Many months ago – I think I first blogged about it last September – I decided to get my WIP problem under control. Seriously under control: I wanted to get down to having only one project on the needles.
My reasons for doing this were many, and I wasn’t sure if I was being ridiculous or perfectionistic in my aims. But now, at the end of April, with a second baby snoozing on my chest, I understand. My life is freaking crazy right now, and is going to stay crazy for the next several months. Knitting is one tiny area of my life in which I have the fantasy of order and control.
When knitting made up most of the physically demanding part of my life – in other words, I knit a lot, and my only other major job was graduate school, which allows for a lot of knitting – I could have five or six projects on the go and it still felt manageable. Even when I had just one kid to deal with, I had a surprising amount of down time.
But now? My hands are full. In a delightful way, with no regrets, but very very full. Not just with two kids, but with more cooking, more demanding housework, and other major changes that loom in the near future. Knitting still occupies an important place in my self-care. But to feel like self-care, it has to be rather simple. One project at a time gives me the hope of finishing something in a reasonable span of time, and with the demands on my life, it shouldn’t be too awful complicated. And back in the fall, I had too many projects. And too many big, hard projects. It was starting to feel like work.
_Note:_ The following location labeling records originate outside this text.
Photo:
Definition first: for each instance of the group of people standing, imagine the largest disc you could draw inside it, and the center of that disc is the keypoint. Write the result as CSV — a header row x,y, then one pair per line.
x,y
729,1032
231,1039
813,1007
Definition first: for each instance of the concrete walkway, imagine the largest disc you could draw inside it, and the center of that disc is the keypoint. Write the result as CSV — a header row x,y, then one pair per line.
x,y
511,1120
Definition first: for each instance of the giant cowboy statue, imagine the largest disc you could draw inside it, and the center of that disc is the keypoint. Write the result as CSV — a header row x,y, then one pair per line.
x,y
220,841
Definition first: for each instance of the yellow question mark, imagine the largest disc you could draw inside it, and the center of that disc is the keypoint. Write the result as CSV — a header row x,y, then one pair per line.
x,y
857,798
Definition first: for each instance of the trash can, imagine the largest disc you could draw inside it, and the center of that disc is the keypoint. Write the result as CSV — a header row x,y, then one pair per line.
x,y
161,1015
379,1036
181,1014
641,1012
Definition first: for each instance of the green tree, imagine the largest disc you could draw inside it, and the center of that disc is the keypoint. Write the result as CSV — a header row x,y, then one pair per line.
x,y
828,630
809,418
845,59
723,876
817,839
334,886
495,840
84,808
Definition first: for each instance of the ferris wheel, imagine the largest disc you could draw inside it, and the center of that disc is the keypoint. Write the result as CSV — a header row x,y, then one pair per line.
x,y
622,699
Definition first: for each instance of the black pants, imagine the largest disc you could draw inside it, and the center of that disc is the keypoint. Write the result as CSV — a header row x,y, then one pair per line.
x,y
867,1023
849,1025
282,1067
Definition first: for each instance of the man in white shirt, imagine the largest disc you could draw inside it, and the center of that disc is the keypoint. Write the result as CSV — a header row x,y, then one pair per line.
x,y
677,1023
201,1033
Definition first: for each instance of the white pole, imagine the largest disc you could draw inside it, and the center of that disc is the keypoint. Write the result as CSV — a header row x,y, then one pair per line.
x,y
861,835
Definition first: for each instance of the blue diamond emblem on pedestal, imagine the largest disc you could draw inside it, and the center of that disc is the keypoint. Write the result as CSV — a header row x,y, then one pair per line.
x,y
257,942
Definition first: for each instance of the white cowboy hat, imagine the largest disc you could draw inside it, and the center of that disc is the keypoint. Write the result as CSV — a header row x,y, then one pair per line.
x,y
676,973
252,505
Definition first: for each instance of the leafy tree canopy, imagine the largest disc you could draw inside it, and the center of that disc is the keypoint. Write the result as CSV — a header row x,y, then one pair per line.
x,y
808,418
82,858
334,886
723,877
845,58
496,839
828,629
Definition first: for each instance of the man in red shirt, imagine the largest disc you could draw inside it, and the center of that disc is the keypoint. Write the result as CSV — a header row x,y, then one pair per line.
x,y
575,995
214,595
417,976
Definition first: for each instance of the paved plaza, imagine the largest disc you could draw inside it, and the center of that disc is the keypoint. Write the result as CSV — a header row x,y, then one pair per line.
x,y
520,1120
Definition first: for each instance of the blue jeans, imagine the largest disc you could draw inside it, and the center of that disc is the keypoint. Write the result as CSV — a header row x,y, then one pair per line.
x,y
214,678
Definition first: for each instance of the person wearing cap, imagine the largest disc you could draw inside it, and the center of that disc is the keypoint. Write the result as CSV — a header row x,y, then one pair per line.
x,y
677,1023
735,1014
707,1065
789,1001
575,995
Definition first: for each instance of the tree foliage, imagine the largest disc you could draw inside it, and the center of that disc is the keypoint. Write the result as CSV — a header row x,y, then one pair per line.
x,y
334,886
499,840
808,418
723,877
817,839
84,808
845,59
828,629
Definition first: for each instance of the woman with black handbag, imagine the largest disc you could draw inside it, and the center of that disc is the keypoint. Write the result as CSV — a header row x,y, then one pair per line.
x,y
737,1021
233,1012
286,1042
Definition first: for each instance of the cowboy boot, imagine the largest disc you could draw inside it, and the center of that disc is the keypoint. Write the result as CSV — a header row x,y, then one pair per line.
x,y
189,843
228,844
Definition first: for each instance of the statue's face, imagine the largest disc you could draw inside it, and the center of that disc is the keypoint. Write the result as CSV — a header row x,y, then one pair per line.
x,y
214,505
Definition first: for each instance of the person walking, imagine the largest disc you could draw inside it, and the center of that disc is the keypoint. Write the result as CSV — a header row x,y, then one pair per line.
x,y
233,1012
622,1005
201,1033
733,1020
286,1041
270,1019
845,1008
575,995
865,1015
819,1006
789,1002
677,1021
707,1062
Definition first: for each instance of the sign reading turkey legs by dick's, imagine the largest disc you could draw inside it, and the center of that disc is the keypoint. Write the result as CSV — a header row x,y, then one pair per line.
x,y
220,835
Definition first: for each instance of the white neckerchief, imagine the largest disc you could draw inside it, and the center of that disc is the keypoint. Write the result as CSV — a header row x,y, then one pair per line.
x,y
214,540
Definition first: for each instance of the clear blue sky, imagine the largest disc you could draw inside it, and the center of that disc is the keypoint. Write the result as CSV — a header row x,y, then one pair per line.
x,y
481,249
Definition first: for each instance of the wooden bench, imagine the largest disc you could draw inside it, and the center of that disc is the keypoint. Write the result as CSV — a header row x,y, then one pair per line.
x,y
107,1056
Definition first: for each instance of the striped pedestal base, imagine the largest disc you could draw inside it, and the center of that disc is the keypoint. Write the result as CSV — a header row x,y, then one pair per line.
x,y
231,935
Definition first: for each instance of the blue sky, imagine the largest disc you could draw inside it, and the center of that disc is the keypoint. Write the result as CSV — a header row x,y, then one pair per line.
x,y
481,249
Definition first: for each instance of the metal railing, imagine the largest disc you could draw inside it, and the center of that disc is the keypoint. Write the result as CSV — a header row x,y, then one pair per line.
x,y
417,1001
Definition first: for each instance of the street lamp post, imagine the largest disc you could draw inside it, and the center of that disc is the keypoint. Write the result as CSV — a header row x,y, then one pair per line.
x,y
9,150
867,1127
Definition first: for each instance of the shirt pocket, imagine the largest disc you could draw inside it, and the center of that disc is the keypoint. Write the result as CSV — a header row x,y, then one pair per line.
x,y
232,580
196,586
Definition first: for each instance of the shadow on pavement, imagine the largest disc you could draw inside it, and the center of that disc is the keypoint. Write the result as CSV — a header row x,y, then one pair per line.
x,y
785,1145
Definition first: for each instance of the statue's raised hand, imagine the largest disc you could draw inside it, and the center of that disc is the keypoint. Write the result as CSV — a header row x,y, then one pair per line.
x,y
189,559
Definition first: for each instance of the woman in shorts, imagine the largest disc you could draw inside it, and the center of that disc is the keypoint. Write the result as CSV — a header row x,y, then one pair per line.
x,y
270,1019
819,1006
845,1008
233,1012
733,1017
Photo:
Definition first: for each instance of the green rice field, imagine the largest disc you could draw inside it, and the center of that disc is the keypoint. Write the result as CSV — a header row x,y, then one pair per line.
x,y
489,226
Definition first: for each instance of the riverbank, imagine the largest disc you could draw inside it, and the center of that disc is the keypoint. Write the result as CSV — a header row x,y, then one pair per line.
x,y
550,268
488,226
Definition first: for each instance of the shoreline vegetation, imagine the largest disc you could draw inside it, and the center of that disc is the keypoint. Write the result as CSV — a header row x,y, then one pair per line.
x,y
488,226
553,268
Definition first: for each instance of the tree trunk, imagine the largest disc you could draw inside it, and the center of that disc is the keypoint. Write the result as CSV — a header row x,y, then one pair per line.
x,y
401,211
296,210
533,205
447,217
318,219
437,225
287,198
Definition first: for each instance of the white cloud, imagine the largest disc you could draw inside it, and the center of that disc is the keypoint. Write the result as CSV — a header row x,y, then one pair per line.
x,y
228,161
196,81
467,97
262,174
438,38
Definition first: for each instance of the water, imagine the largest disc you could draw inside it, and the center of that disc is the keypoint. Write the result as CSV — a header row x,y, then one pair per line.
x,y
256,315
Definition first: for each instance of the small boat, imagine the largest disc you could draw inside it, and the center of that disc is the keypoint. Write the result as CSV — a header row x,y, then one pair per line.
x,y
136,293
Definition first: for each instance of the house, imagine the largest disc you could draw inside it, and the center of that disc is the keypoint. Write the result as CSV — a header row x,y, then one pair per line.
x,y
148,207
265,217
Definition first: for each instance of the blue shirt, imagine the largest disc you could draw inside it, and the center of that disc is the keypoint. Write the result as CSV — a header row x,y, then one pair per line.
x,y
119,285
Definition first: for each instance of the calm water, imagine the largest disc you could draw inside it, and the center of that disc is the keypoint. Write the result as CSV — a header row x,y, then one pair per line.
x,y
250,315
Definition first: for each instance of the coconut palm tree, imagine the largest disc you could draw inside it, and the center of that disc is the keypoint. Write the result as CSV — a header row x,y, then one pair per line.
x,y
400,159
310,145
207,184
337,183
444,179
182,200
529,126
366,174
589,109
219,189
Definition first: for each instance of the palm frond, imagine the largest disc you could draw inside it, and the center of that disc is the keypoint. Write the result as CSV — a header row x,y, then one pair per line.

To get down to one project, back in the fall I laid myself a progressive scheme. I was still allowed to cast on new projects, but I could only cast on one for every two projects I finished. I cheated more than once – sets of things counted as one project, commissions didn’t really count, and I lumped into one the massive slew of projects I just call “Christmas,” but I made progress.
When I cast off the fourth Blue-footed Booby slipper, my goal was complete. I only had one other project on the go at that point, and that one would be it. Monogamous knitting!
Only one problem. Said project is the Evenstar shawl, and all I have left is the enormous beaded border.
Maybe this goes without saying, but beading is really, really, really fussy. It requires my full attention, and there’s really no stopping in the middle of a row. The rows are really short, but still, they take a good five minutes, and that’s an issue for me right now. I have to be able to drop something at any moment because the baby is crying, or the toddler needs her bum wiped. I can’t really work on Evenstar while either of them is awake without genuinely neglecting them.
Add to that, the project is not really portable, or quickly stopped and started. There’s not just knitting to pull out of the bag, but beads to set up, and put away. One doesn’t really want to leave a strand of 11/0 beads out in this house. Beading in the car is a recipe for trouble, and will make even my iron stomach queasy. And the yarn itself is a singles yarn, already at risk for being worn too much just by the handling of knitting with it. I don’t want to wear it out further by taking it in and out of its bag three times for every repeat – when I work on it, I want to be able to put a good hour into it.
All that to say, this is really the wrong project for my life right now.
I have managed to pick at Evenstar during the last few weeks. There have been a few naptimes when I didn’t feel the need to nap myself, and didn’t have anything else pressing to do, and I managed to do a border repeat while watching TV. I’m too tired in the evenings. Still, I am only up to 13 repeats of the border pattern, out of 54. That’s progress, but not even double what I had before M was born.
After the slippers were done, I struggled with this for a few days. I really do want to finish Evenstar. I don’t want my “Monogamy Project” to fizzle out at “one project left, and also Evenstar.” Also, I do want to knit the other beautiful patterns in the Lord of the Rings series! Is there some way I could do it? Commit to knitting on only Evenstar until it’s done?
Then I realized that such a commitment would mean that there would be times – many many times – when I could theoretically knit something, but because I was only knitting Evenstar, I could not knit. Suddenly my resolve became remarkably soluble.
The pink sheep sweater is begun.
I’m still aiming to do one border repeat on Evenstar per day, though realistically, this might add up to three or four a week. But knitting only Evenstar would get rather close to not knitting much at all.
And that, my friends, would be a dangerous situation for everybody.